I did an experiment: Plug the old battery into the old phone, blocking Pin2 with a piece of tape. As I recall (this was months ago), the phone would power-up, but not charge. I vaguely recall a message that the battery was damaged.

So, it seemed the odds were not in my favor, and I was about to give up... Was fiddling around with it and realized the friggin pinout not only matched, but the pins lined-up darn-near perfectly. So, I had to try...

(the black thing on the newer battery is the NFC antenna, clearly wired to pin 4)

A tiny bit of finnagling it in there, and a custom spacer did the job! (didn't even need a razor-knife, nor 3D printer!)

It powered right up... and even began charging. After some oddities with charging and capacity for a few days, it started functioning, well, I'd call it "reliably", and certainly better than expected. Been using it like this for well over half a year, now. WAY more functional than the bloated battery.

  • forgot The Kicker!

    Eric Hertz04/04/2018 at 17:48 2 comments

    The original battery, again, was claiming to be fully-charged, but would only last maybe 20 minutes when unplugged... then when plugged back in, it'd immediately show ~60% charge, which used to be plenty for a couple hours. 

    When it'd conk-out, there'd be no warning. Often, I'd be in the middle of taking pictures, the last would always be corrupt. But the videos that were cut short were the most frustrating... five minutes of footage lost, numerous times... 

    one time there was a very thirsty deer trapped between I-5 at rush-hour, and a really long fence... was trying to help it get to the lake, and filming... and lost all the footage, a good half-hour, due to a no-warning battery-fail. I never did find a way for the deer to get through the fence, and while I was looking, he disappeared... Thankfully, I didn't hear any honking nor swerving, and traffic was pretty steady, so I guess he must've crossed back over safely.

    Anyways, got to the point where I'd stop and restart my vids every couple minutes, so I'd only lose a couple minutes' footage, instead of the whole video... and that was doable for a while... frustrating, but apparently not frustrating enough to fix.

    The Kicker, though, happened a few days after I got the old battery from storage... The plan was in the works, but implementation was on-hold. Until, a few days later it just wouldn't power-up, at all. Even when plugged in. There was no choice, at that point, but to try the older phone's battery, and boy-howdy it was a relief to see that home-screen again... but to be able to take videos without it dying and corrupting them...? WOW!
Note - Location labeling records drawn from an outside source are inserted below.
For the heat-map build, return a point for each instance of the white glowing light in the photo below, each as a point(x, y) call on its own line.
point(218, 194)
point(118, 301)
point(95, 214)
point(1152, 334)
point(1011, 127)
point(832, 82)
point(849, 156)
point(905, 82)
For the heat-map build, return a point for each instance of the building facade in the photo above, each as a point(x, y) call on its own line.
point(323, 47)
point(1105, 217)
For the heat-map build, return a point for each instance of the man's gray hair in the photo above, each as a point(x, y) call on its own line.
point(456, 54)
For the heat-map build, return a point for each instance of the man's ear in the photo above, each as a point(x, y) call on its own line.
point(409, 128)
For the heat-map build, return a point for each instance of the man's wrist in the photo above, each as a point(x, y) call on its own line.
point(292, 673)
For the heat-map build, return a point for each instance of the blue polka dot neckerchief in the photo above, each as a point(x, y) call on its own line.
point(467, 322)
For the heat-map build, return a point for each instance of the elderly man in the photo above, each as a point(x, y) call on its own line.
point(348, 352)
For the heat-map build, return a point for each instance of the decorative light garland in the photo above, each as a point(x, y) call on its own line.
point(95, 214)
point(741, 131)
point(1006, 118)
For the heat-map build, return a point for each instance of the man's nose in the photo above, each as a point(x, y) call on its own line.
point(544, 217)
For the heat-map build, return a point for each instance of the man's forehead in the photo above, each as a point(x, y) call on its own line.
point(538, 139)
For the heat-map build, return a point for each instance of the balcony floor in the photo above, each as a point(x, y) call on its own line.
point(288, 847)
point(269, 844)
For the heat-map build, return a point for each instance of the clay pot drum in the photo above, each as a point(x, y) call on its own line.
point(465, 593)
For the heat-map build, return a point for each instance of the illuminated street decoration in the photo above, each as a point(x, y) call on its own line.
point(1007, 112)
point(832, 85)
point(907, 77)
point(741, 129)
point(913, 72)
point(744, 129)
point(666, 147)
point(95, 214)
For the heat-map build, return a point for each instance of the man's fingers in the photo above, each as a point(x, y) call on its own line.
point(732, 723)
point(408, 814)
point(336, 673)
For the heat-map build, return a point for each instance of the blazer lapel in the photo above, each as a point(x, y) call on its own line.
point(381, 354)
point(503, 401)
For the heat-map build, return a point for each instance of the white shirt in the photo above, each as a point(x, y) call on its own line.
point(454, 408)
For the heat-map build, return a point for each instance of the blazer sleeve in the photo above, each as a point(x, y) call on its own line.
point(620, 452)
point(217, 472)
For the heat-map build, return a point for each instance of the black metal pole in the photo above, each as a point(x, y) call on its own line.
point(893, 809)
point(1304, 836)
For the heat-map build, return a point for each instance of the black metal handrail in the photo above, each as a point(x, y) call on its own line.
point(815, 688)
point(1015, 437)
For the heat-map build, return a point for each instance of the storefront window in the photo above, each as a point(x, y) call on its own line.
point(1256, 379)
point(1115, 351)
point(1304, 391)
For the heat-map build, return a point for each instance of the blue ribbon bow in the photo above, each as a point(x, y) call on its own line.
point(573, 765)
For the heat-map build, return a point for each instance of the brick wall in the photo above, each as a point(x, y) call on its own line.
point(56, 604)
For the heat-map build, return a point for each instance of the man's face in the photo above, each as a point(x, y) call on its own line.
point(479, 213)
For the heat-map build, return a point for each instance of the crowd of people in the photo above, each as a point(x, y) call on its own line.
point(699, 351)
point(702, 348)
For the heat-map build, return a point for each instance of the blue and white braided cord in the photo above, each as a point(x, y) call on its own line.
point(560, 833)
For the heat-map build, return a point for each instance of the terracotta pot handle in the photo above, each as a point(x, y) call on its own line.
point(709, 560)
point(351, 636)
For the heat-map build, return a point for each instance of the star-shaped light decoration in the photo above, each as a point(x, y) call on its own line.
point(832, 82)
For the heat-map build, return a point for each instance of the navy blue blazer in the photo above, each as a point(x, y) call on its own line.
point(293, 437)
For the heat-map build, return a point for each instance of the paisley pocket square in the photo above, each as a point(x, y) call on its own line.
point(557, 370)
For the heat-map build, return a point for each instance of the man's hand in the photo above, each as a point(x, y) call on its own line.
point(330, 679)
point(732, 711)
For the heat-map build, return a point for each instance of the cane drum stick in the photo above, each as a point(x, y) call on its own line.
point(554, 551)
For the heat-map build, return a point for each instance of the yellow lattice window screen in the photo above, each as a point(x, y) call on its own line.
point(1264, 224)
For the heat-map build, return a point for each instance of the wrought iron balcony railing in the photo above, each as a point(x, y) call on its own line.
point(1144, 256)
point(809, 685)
    Later, I discovered something utterly-ridiculous about this phone: When it's plugged-in and powered-off, it takes more power to bring up the "charging" screen (and, stupidly, spin the vibrate motor) than a typical charger is able to supply to the battery before bringing up that screen. Thus, with a really-dead battery, it charges for a few seconds, brings up the screen, vibrates, then drops dead again before repeating.

    Sometimes it'd do this twenty times before gaining just enough charge to sustain thereafter. BUT, only with a high-power charger. With a regular dumb 500mA charger, it'd sit in that loop overnight, or longer, maybe never gaining enough charge to bootstrap *charging*!

    Then, to really top it off, the dang thing wont't function *at all* without a battery! So I couldn't even use it while sitting next to a power outlet! Talk about needing hackery just to use these things for the gazillion other purposes a tiny supercomputer could be used for!

    I'd thought about putting a switch before the vibrate-motor as well as the backlight LED, that might've helped... thankfully I didn't have to go that far, as the combination of the old phone's battery and a 2.1A charger (and cable) eventually got it working.